Presumed former ship’s rudder repurposeed for use as an anchor plate removed during reconstruction from the Gattonside footbridge, Melrose in 1991.
The bridge was completed in 1826 and the rudder was almost certainly used in the original construction. This means that it is most probably a very early example of surviving marine ironwork (if not the earliest known). At the time (1826) malleable iron could not be rolled in widths much greater than 2 ft (610 mm) and it can be seen that the rudder has been made from lengths approximately 2 ft wide and riveted. It was later in the 19th century that iron could be rolled to widths greater than this.

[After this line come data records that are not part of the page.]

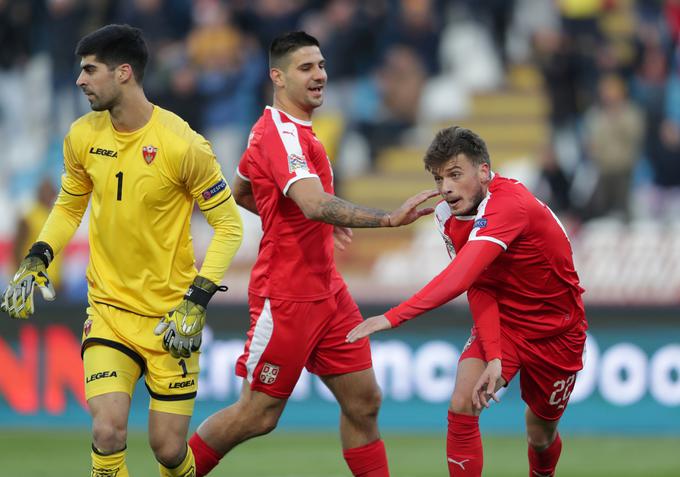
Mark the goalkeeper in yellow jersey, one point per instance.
(141, 168)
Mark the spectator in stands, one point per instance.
(230, 71)
(614, 131)
(398, 84)
(29, 225)
(417, 26)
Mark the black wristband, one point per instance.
(202, 290)
(43, 251)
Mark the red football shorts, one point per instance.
(285, 336)
(547, 367)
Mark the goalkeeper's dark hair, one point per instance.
(115, 45)
(450, 142)
(283, 45)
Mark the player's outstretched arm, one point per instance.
(368, 327)
(18, 298)
(317, 204)
(243, 193)
(182, 327)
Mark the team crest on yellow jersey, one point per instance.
(149, 153)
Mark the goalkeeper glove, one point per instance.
(18, 298)
(182, 326)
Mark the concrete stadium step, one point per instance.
(516, 103)
(385, 190)
(524, 77)
(368, 244)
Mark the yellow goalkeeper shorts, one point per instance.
(119, 347)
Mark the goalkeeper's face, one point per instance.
(305, 78)
(98, 83)
(462, 184)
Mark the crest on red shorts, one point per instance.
(87, 327)
(149, 153)
(269, 373)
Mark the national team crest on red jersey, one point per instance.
(269, 373)
(297, 162)
(149, 153)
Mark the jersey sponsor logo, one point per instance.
(149, 153)
(181, 384)
(87, 327)
(101, 375)
(297, 162)
(269, 373)
(213, 190)
(103, 152)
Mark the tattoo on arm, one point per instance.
(337, 211)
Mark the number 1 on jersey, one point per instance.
(119, 194)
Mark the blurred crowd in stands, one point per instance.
(398, 69)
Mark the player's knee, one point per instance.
(168, 451)
(540, 439)
(365, 406)
(108, 436)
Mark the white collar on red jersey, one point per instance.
(292, 118)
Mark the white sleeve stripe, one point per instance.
(299, 175)
(288, 134)
(238, 173)
(489, 239)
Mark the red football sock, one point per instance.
(367, 461)
(542, 464)
(205, 456)
(464, 452)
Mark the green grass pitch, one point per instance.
(39, 453)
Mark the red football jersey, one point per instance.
(295, 260)
(534, 280)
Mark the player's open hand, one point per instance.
(182, 327)
(342, 237)
(485, 389)
(18, 298)
(409, 212)
(368, 327)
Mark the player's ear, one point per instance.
(484, 173)
(276, 76)
(124, 73)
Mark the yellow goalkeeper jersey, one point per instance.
(143, 185)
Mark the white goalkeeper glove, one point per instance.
(182, 326)
(18, 298)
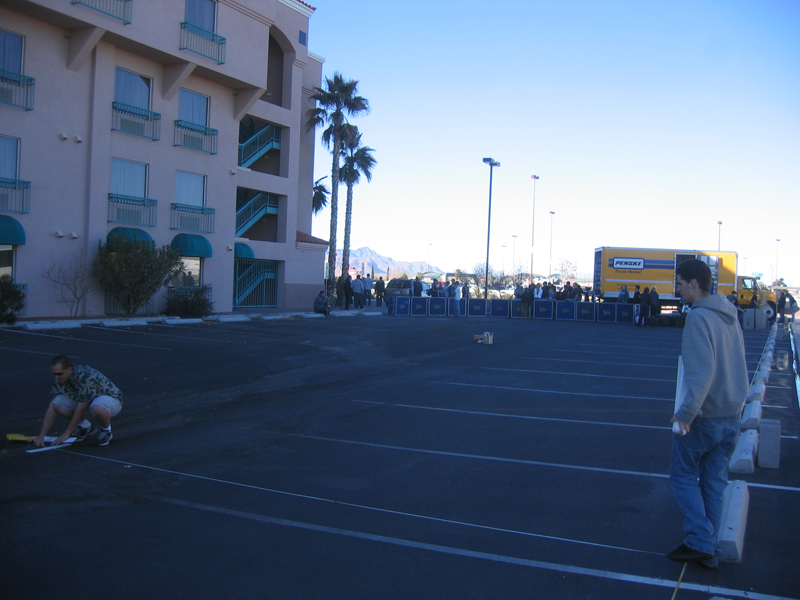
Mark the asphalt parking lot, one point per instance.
(375, 458)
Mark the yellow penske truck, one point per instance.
(647, 267)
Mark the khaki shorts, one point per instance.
(112, 405)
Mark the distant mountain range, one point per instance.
(365, 260)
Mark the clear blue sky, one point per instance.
(647, 121)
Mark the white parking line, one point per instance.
(502, 387)
(524, 562)
(507, 416)
(576, 374)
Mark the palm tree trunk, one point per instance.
(348, 219)
(337, 146)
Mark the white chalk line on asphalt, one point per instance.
(571, 374)
(516, 389)
(365, 507)
(513, 560)
(508, 416)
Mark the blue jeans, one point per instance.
(699, 474)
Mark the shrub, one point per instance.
(192, 304)
(12, 300)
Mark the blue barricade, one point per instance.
(584, 311)
(607, 312)
(437, 307)
(500, 308)
(543, 309)
(565, 310)
(625, 313)
(402, 306)
(516, 310)
(419, 307)
(476, 307)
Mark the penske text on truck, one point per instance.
(648, 267)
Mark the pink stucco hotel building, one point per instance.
(179, 121)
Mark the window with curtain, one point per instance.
(193, 107)
(202, 13)
(190, 188)
(10, 52)
(9, 151)
(132, 89)
(128, 178)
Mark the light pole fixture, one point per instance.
(514, 259)
(533, 221)
(550, 267)
(492, 164)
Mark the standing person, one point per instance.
(84, 396)
(417, 287)
(380, 290)
(348, 292)
(368, 283)
(644, 306)
(358, 292)
(655, 302)
(715, 379)
(623, 296)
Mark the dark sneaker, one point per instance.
(103, 437)
(80, 433)
(685, 554)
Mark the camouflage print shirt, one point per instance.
(86, 384)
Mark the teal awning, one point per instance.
(243, 251)
(189, 244)
(131, 233)
(11, 232)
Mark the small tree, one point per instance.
(12, 300)
(72, 280)
(134, 270)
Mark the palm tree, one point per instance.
(358, 160)
(320, 198)
(335, 103)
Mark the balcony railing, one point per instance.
(15, 195)
(192, 218)
(136, 121)
(16, 89)
(205, 43)
(119, 9)
(132, 210)
(196, 137)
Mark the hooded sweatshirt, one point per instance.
(715, 371)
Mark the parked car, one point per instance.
(404, 287)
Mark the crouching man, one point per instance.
(86, 398)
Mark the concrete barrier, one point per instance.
(769, 446)
(736, 502)
(743, 459)
(751, 417)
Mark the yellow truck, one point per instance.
(646, 267)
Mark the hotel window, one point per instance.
(202, 13)
(10, 52)
(190, 188)
(193, 108)
(132, 89)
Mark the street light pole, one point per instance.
(492, 164)
(514, 260)
(550, 267)
(533, 221)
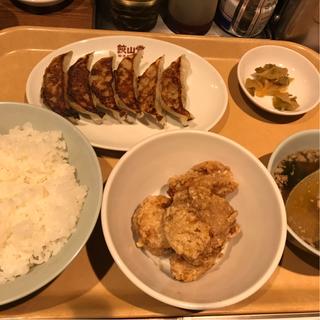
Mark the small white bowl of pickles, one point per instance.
(294, 164)
(279, 80)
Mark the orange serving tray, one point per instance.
(92, 286)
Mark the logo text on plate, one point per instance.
(123, 50)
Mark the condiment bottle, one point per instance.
(135, 15)
(190, 16)
(244, 18)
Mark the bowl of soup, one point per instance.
(294, 164)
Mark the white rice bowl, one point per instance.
(77, 226)
(36, 216)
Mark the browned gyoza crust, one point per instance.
(147, 88)
(53, 90)
(101, 83)
(125, 84)
(78, 88)
(172, 91)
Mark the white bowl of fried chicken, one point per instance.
(193, 219)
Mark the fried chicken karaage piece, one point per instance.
(212, 175)
(183, 271)
(147, 225)
(198, 225)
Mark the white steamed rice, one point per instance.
(40, 199)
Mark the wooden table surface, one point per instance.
(69, 13)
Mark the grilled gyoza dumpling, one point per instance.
(53, 89)
(101, 81)
(173, 89)
(78, 88)
(125, 83)
(148, 91)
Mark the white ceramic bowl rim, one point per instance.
(271, 164)
(157, 295)
(291, 52)
(52, 271)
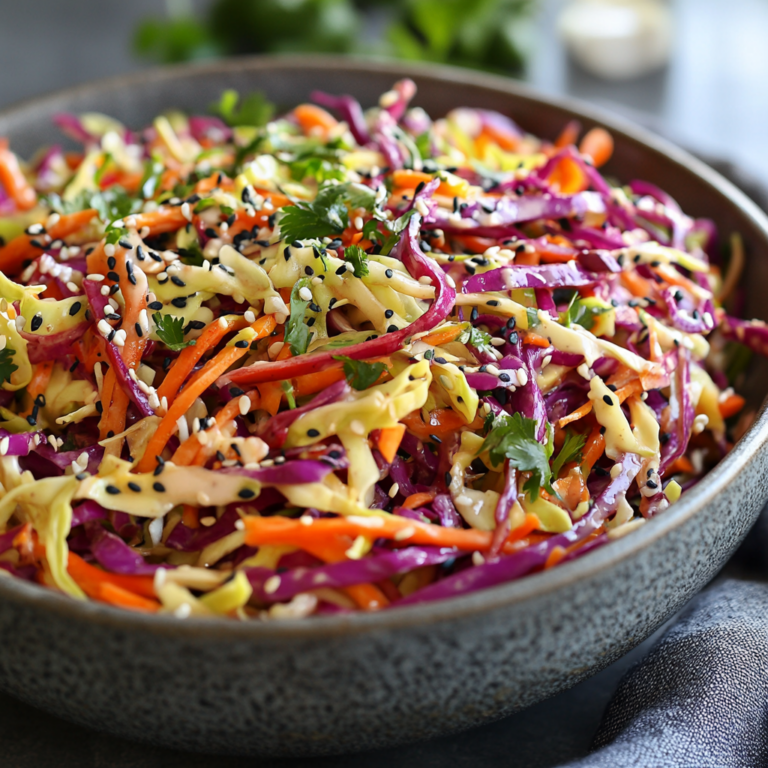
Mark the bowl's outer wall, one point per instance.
(363, 682)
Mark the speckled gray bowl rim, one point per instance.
(694, 502)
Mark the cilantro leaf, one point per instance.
(254, 110)
(360, 374)
(358, 258)
(480, 340)
(170, 330)
(297, 335)
(571, 451)
(514, 438)
(6, 366)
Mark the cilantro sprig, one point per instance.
(327, 214)
(360, 374)
(297, 335)
(571, 451)
(170, 330)
(358, 258)
(7, 367)
(514, 438)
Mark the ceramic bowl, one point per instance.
(362, 681)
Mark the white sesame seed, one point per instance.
(405, 533)
(104, 327)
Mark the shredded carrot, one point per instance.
(271, 394)
(13, 180)
(190, 356)
(312, 118)
(597, 145)
(442, 337)
(282, 530)
(633, 388)
(681, 464)
(731, 405)
(569, 135)
(534, 340)
(416, 500)
(389, 440)
(14, 254)
(555, 556)
(110, 593)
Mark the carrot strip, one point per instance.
(389, 441)
(315, 382)
(534, 340)
(89, 577)
(442, 337)
(115, 595)
(13, 180)
(190, 356)
(281, 530)
(598, 146)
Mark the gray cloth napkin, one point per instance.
(700, 698)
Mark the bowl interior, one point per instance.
(701, 192)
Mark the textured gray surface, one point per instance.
(370, 681)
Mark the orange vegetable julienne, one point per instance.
(597, 145)
(13, 180)
(14, 254)
(280, 530)
(389, 440)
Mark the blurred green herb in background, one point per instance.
(486, 34)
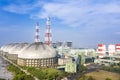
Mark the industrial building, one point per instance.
(37, 54)
(108, 55)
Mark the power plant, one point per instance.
(37, 54)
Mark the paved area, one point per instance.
(4, 73)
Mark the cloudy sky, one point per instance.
(84, 22)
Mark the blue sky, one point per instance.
(85, 22)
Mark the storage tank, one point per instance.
(101, 50)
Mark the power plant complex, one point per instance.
(58, 55)
(37, 54)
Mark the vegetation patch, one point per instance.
(46, 73)
(103, 75)
(18, 74)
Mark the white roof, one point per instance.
(37, 50)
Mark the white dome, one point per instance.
(37, 50)
(8, 47)
(18, 48)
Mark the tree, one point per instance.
(108, 79)
(90, 78)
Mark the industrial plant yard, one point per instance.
(103, 75)
(4, 73)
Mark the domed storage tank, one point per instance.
(101, 50)
(38, 54)
(15, 50)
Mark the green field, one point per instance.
(102, 75)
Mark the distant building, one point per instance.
(63, 61)
(101, 50)
(71, 68)
(64, 44)
(111, 49)
(38, 55)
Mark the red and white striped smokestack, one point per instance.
(48, 35)
(101, 50)
(118, 47)
(37, 33)
(111, 49)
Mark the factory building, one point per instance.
(37, 54)
(101, 50)
(111, 49)
(118, 48)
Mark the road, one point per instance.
(26, 72)
(91, 68)
(4, 73)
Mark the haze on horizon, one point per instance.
(84, 22)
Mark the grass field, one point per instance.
(102, 75)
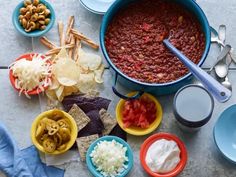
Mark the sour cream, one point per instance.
(163, 156)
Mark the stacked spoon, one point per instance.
(221, 66)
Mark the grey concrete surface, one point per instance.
(18, 112)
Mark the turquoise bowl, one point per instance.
(129, 154)
(225, 133)
(36, 33)
(141, 87)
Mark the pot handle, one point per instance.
(117, 93)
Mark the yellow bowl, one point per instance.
(73, 127)
(133, 130)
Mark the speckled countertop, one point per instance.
(18, 112)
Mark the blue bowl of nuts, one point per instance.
(33, 18)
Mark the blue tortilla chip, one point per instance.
(117, 131)
(91, 107)
(95, 126)
(85, 103)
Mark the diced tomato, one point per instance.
(139, 113)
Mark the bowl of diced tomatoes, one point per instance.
(140, 116)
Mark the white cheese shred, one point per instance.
(31, 74)
(109, 157)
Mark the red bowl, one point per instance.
(183, 154)
(35, 91)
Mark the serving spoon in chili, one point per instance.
(221, 93)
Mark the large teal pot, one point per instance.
(132, 84)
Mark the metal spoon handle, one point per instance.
(215, 88)
(222, 34)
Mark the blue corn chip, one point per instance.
(117, 131)
(95, 126)
(85, 103)
(91, 107)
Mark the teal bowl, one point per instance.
(129, 154)
(36, 33)
(141, 87)
(225, 133)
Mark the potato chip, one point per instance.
(59, 93)
(51, 94)
(66, 71)
(90, 61)
(83, 144)
(79, 116)
(98, 74)
(55, 84)
(86, 82)
(70, 90)
(62, 54)
(108, 121)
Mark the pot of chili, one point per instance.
(131, 38)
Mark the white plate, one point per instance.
(97, 6)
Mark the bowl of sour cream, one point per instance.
(163, 155)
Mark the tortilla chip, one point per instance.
(83, 144)
(95, 126)
(79, 116)
(91, 94)
(117, 131)
(108, 121)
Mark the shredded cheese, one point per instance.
(31, 74)
(109, 157)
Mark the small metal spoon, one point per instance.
(220, 62)
(227, 84)
(221, 93)
(215, 39)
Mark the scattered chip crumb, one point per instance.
(83, 144)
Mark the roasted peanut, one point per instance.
(34, 17)
(41, 17)
(27, 15)
(27, 2)
(43, 27)
(47, 12)
(42, 22)
(35, 2)
(23, 11)
(47, 21)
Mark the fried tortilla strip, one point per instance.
(83, 144)
(61, 33)
(70, 25)
(47, 43)
(84, 38)
(79, 116)
(70, 51)
(58, 49)
(77, 48)
(108, 121)
(92, 94)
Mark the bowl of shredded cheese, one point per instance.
(30, 74)
(109, 156)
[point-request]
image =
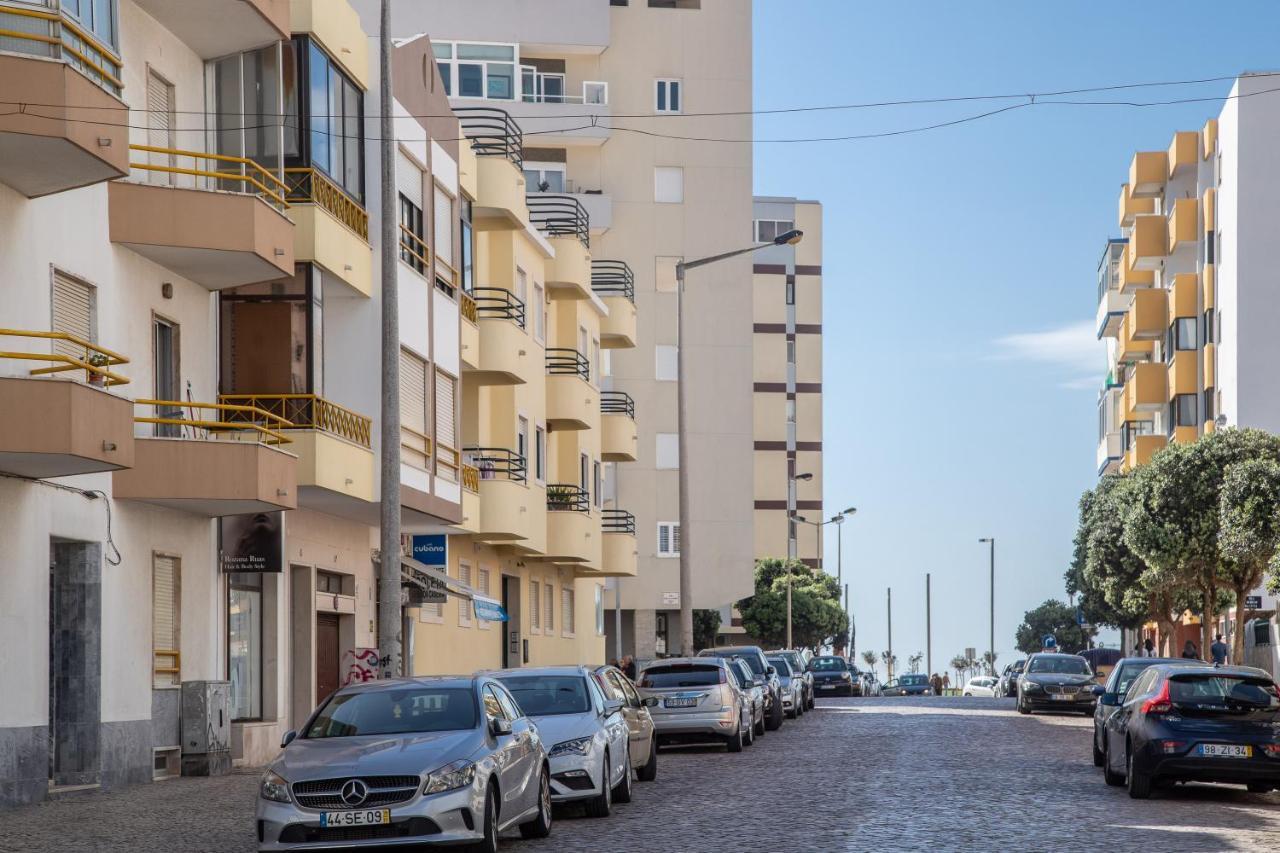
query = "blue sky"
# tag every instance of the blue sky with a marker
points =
(960, 365)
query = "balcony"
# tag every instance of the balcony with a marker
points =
(224, 229)
(572, 402)
(499, 149)
(613, 283)
(333, 445)
(620, 556)
(210, 460)
(572, 532)
(618, 438)
(1148, 242)
(332, 228)
(73, 127)
(504, 351)
(216, 28)
(1147, 173)
(1183, 223)
(1146, 389)
(62, 427)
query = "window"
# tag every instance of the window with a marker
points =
(667, 451)
(668, 538)
(165, 607)
(766, 229)
(666, 96)
(668, 185)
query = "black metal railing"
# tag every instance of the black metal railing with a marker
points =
(567, 498)
(496, 463)
(493, 133)
(617, 402)
(618, 521)
(560, 217)
(567, 363)
(613, 278)
(498, 304)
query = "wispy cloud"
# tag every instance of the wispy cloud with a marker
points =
(1074, 349)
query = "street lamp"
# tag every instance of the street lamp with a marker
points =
(686, 538)
(991, 541)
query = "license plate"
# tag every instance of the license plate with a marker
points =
(366, 817)
(1224, 751)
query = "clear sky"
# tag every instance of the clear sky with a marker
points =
(961, 369)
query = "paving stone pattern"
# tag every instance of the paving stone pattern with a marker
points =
(890, 774)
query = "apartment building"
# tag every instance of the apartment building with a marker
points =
(187, 396)
(562, 71)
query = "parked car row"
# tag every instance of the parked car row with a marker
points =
(460, 760)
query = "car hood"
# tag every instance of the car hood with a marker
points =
(375, 755)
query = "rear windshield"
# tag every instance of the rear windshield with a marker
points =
(400, 711)
(540, 696)
(670, 676)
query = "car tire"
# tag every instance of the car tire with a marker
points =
(542, 825)
(650, 769)
(1138, 784)
(602, 804)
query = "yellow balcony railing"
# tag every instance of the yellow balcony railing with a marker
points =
(251, 177)
(62, 39)
(71, 354)
(309, 411)
(179, 415)
(307, 185)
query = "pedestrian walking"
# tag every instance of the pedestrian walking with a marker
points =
(1219, 651)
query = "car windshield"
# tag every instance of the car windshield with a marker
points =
(685, 675)
(830, 665)
(544, 696)
(1066, 665)
(396, 711)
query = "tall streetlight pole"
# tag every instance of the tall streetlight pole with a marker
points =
(686, 538)
(991, 647)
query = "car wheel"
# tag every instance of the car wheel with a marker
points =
(1139, 784)
(650, 770)
(622, 792)
(602, 804)
(542, 825)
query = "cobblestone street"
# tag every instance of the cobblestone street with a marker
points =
(855, 775)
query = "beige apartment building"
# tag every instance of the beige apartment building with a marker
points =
(574, 76)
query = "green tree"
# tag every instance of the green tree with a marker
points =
(1052, 617)
(1249, 509)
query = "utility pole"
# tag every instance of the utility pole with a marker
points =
(389, 624)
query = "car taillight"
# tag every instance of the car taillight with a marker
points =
(1159, 703)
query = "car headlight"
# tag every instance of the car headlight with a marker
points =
(576, 747)
(274, 788)
(460, 774)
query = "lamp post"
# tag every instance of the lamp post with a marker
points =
(686, 538)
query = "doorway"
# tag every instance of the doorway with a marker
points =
(328, 655)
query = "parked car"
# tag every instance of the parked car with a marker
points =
(698, 701)
(1054, 682)
(831, 674)
(635, 711)
(754, 657)
(909, 684)
(589, 752)
(792, 687)
(1194, 724)
(981, 685)
(1111, 694)
(799, 661)
(412, 761)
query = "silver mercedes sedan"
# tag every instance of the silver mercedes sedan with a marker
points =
(444, 760)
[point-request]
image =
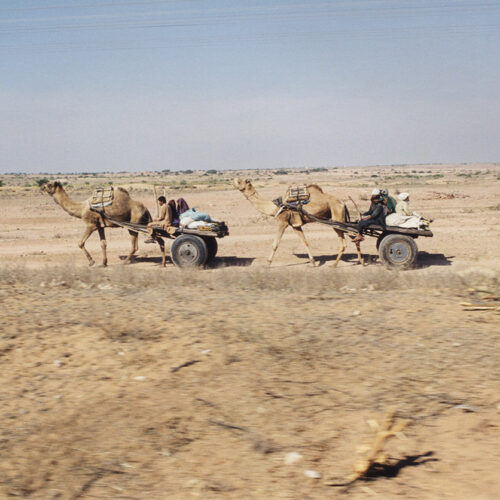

The resident engineer for the 1991 reconstruction produced a detailed drawing of the rudder just after it was excavated. This drawing is shown in Image 4: the textual information provided was:
Gattonside Footbridge Existing Anchor Details – North Block (10 July 1991)
Rivets 30 mm – diameter flatheads, nearly flush with surface.
Rudder constructed from fabricated steel/iron sheet 10 mm thick.
Overall thickness 20 mm to 70 mm (over pin centre line).
Lengths of tree trunks: (2-300 mm ⌀) were laid in front of rudder – in conjunction with boulders (up to 500 mm ⌀).
Paddle located approx 500 mm behind north extent of excavation.
Cast iron ground anchor base connected between trunnion of paddle and wrought iron chains.